Un’Alleanza ‘à la carte’

Nato modello Ong: non più difesa del territorio alleato (art. 5), ma ‘interventi di stabilizzazione’ secondo convenienze. La NATO ha costruito una rete di relazioni politico-militari su quattro continenti. Una rete di ’Alleanze à la carte’ che estende l’influenza dell’Alleanza senza formale adesione, superando i vincoli geografici originali. In questo contesto, i BRICS (Brasile, Russia, India, Cina e Sudafrica, con recenti nuovi membri) diventano una alternativa e  propongono una visione dell’ordine internazionale fondata su multipolarismo, sovranità nazionale e rifiuto dell’egemonia di Washington, marginalizzando ulteriormente la NATO.

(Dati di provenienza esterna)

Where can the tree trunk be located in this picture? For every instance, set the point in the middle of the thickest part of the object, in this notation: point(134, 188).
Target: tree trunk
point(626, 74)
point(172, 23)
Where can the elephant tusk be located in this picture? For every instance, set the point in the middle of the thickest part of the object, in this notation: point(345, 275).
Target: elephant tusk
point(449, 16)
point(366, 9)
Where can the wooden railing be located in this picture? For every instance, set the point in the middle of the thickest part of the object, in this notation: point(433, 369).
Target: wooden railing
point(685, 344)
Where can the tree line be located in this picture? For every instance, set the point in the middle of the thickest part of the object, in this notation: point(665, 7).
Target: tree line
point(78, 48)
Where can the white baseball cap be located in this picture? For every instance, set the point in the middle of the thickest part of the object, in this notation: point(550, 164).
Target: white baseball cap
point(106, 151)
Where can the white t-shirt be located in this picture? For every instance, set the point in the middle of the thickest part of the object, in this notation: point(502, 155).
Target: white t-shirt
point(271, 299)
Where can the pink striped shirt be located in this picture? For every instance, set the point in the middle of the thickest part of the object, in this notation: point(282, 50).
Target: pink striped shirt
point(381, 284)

Nato strategicamente superata

Quando il presidente degli Stati Uniti afferma di dover decidere tra le opzioni di mantenere la NATO intatta e prendersi la Groenlandia, non sta provocando. Sta solo ammettendo che per Washington la NATO è una variabile, non una costante. Quindi, non più una alleanza. La primo ministro danese Mette Fredriksen ha colto la natura irreversibile della situazione affermando che «un attacco alla Groenlandia sarebbe la fine della NATO». Il fatto che, secondo quanto riportato da Politico, gli europei stiano pianificando la difesa della Groenlandia senza gli Stati Uniti completa il quadro: i membri dell’Alleanza stanno preparando scenari operativi per difendersi dal proprio principale alleato.

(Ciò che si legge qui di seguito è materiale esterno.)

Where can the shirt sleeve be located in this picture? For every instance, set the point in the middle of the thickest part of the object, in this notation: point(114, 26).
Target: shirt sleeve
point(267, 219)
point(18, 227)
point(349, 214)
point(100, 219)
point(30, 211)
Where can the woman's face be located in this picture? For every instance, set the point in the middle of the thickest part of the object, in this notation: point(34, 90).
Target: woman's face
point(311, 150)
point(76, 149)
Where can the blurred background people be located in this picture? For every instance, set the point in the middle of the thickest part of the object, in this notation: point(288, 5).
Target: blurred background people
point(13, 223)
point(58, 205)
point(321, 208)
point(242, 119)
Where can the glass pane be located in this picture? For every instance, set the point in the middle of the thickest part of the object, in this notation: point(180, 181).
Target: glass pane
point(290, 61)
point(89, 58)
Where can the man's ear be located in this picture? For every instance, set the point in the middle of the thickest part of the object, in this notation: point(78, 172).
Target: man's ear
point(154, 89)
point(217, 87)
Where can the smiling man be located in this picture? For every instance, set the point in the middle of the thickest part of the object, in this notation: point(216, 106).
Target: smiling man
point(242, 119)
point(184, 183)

  • Probabilmente la NATO sopravviverà come struttura formale, ma la sua sostanza strategica rimarrà pressoché nulla.Il problema che ora si pone è quello di capire cosa la potrà sostituire e con quali finalità, tenuto conto anche del fatto che la difesa europea rimarrà una chimera. Tutto dipenderà dall’architettura di sicurezza che emergerà alla fine del conflitto russo ucraino, ma della quale, però, nessuno parla.